Da molte parti, infine, viene esaltato il valore della resilienza, un concetto mutuato dall’ingegneria, dall’ecologia e dalla biologia, che è passato a indicare la capacità dell’uomo di trasformare positivamente le avversità della vita. Concetto con cui si trasmettono, precipuamente in Italia, falsi messaggi alla melassa, che sostengono che i bambini precocemente orfani di madri suicide o di padri vittime del terrorismo diventano vicedirettori e direttori di giornali; e che i bambini di vetro saranno grandi musicisti. Soprattutto nell’ultimo caso assistiamo a glorificazioni della disabilità che suonano false persino alle orecchie di Peter Radtke, scrittore e attore nonché presidente dell’Associazione Tedesca Disabilità e Media, sofferente della sindrome delle ossa di vetro, che nota come la disabilità sia esaltata da una parte solo per essere eliminata appena possibile dall’altra.

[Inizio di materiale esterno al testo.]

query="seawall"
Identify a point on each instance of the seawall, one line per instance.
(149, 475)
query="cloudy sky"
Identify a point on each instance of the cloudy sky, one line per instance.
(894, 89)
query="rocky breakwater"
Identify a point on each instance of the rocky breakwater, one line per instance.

Che sia questo l’effetto collaterale di una società mercantile orientata al denaro e al guadagno? Che sia il risultato dell’applicazione del principio del calcolo delle probabilità elaborato da Pascal nel 1600 e subito adottato dalle compagnie assicurative: facciamo il possibile affinché il vostro carico arrivi sano e salvo alla meta per essere colà rivenduto, ma se si altera durante il viaggio lo buttiamo a mare, mentre se si rovina dopo ce ne occupiamo a spese della collettività?